ESMValGroup / ESMValCore

ESMValCore: A community tool for pre-processing data from Earth system models in CMIP and running analysis scripts.
https://www.esmvaltool.org
Apache License 2.0
42 stars 38 forks source link

Add support for configuring Dask distributed #2040

Open bouweandela opened 1 year ago

bouweandela commented 1 year ago

Since iris 3.6, it is possible to use Dask distributed with iris. This is a great new feature that will allow for better memory handling and distributed computing. See #1714 for an example implementation. However, it does require some extra configuration.

My proposal would be to allow users to specify the arguments to distributed.Client and to the associated cluster, e.g. distributed.LocalCluster or dask_jobqueue.SLURMCluster in this configuration.

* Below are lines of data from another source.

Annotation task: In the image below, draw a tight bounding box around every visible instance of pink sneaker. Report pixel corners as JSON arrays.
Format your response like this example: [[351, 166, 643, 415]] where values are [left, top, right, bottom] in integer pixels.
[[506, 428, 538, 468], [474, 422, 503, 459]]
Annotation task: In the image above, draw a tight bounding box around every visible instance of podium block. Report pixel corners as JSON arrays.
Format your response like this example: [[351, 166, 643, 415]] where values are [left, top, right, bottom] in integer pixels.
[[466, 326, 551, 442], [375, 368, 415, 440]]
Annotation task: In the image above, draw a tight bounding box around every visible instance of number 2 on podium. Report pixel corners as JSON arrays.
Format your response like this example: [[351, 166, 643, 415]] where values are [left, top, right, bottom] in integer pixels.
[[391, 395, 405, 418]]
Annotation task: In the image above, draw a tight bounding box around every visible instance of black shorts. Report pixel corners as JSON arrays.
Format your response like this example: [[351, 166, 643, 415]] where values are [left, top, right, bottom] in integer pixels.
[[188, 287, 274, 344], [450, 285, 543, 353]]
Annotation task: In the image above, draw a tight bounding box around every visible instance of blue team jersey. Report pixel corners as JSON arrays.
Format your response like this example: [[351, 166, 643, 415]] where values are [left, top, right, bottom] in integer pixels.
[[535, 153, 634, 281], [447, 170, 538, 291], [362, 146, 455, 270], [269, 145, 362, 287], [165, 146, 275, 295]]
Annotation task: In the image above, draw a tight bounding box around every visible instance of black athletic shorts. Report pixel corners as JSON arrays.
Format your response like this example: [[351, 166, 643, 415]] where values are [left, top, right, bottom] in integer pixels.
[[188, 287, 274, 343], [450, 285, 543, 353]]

This could either be added under a new key in config-user.yml or in a new configuration file in the ~/.esmvaltool directory:

Add to the user configuration file

We could add these new options to config-user.yml under a new key dask, e.g.

Example config-user.yml settings for running locally using a LocalCluster:

dask:
  cluster:
    type: distributed.LocalCluster

Example settings for using an externally managed cluster (e.g. set it up from a Jupyter notebook)

dask:
  client:
    address: tcp://127.0.0.1:45695

Example settings for running on Levante:

dask:
  client: {}
  cluster:
    type: dask_jobqueue.SLURMCluster
    queue: interactive
    account: bk1088
    cores: 8
    memory: 16GiB
    local_directory: "/work/bd0854/b381141/dask-tmp"
    n_workers: 2

New configuration file

Or, we could add the new configuration in a separate file, e.g. called ~/.esmvaltool/dask.yml or ~/.esmvaltool/dask-distributed.yml.

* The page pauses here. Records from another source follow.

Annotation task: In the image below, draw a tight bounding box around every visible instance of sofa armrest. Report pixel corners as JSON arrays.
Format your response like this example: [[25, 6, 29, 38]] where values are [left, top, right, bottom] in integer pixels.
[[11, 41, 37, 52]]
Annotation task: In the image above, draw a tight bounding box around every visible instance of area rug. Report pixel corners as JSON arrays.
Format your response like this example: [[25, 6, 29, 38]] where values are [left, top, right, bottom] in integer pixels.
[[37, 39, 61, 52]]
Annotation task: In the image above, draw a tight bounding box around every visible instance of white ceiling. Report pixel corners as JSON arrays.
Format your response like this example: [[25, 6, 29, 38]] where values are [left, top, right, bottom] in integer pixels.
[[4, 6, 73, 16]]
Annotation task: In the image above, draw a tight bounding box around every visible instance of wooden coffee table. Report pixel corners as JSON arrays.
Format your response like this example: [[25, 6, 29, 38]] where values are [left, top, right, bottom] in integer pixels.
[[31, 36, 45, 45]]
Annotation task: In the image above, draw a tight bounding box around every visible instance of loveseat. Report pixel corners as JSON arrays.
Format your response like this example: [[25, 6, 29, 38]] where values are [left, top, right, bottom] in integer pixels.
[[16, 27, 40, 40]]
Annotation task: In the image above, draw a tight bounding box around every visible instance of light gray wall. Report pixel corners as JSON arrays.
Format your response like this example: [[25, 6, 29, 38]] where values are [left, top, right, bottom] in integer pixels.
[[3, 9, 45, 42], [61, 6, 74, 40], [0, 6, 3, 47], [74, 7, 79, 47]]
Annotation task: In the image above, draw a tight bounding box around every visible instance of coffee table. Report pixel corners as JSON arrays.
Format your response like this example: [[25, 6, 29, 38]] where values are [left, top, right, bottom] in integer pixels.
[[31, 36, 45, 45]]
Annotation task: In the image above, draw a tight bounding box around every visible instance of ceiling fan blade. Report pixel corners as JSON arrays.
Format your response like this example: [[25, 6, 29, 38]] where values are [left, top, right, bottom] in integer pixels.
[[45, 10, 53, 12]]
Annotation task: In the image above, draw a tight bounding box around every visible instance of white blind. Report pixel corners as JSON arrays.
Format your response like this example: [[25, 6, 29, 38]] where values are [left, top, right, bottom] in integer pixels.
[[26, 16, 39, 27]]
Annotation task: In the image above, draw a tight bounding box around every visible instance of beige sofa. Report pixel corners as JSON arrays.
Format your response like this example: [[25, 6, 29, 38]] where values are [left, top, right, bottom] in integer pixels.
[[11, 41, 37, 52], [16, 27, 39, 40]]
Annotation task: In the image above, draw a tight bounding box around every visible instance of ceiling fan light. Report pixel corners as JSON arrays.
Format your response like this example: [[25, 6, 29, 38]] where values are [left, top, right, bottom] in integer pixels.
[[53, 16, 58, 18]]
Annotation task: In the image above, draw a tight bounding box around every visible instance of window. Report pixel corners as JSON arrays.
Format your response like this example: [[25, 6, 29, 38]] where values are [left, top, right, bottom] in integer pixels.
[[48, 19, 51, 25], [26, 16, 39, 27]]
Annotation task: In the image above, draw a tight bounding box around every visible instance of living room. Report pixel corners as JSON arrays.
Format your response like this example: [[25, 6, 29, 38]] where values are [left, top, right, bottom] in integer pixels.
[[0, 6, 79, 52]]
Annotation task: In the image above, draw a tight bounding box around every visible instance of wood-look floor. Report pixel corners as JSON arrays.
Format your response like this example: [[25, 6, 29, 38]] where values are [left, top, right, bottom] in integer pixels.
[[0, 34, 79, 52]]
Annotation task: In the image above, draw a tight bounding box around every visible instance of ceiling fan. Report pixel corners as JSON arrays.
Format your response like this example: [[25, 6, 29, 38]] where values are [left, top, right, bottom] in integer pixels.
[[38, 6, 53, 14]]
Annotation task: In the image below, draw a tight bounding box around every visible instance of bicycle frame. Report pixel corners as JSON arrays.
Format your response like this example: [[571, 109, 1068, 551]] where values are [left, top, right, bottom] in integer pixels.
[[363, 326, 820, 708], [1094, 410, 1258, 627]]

Example config-user.yml settings for running locally using a LocalCluster:

cluster:
  type: distributed.LocalCluster

Example settings for using an externally managed cluster (e.g. set it up from a Jupyter notebook)

client:
  address: tcp://127.0.0.1:45695

Example settings for running on Levante:

client: {}
cluster:
  type: dask_jobqueue.SLURMCluster
  queue: interactive
  account: bk1088
  cores: 8
  memory: 16GiB
  local_directory: "/work/bd0854/b381141/dask-tmp"
  n_workers: 2

@ESMValGroup/esmvaltool-coreteam Does anyone have an opinion on what the best approach is here? A new file or add to config-user.yml?

bouweandela commented 1 year ago

Another question: would we like to be able to configure Dask distributed from the command line? Or at least pass in the scheduler address if we already have a Dask cluster running, e.g. started from a Jupyter notebook?

valeriupredoi commented 1 year ago

cheers @bouweandela - sorry I slacked at this - I'll come back with a deeper and more meanigful analysis (yeh, beware :rofl: ) but before I do that, here's two quick comments:

remi-kazeroni commented 1 year ago

Thanks a lot for your work @bouweandela! I would also suggest not to put dask related settings to the config-user.yml. I think the Dask configuration topic is too advanced for many of our users and that should remain transparent for them. Also, if we were to modify the config-user.yml, that will need to be reflected to the Tool docs, tutorial, our training activities, ... I would prefer to have that in separated files as you suggest, e.g. .esmvaltool/dask.yml or .esmvaltool/distributed.yml.

Another question: would we like to be able to configure Dask distributed from the command line?

It could be nice to have the possibility to use something like esmvaltool config get_config_dask from the command line. But if you think that's not helpful or too much extra work, let's not worry too much about that.

we should think about HPC-wide configurations, in the case of central installations of the Tool

Yes, that's a good point. I'm just worried that this can make it more complicated for us the developers: time to get answers from HPC admins, updates in the software stack, number of machines supported, ... Perhaps we could simply link to specific documentation on Dask usage if HPC centers provide that (here is an example for DKRZ).

valeriupredoi commented 1 year ago

This is still an ongoing discussion so needs reopening

bouweandela commented 1 year ago

Suggestion by @sloosvel:

Regarding the configuration, is it possible to have multiple configurations in dask.yml? Not every recipe will require the same type of resources.

bouweandela commented 11 months ago

At the workshop at SMHI agreement was reached that a new configuration file format would be acceptable. I will make a proposal, but this will not be implemented in time for v2.10.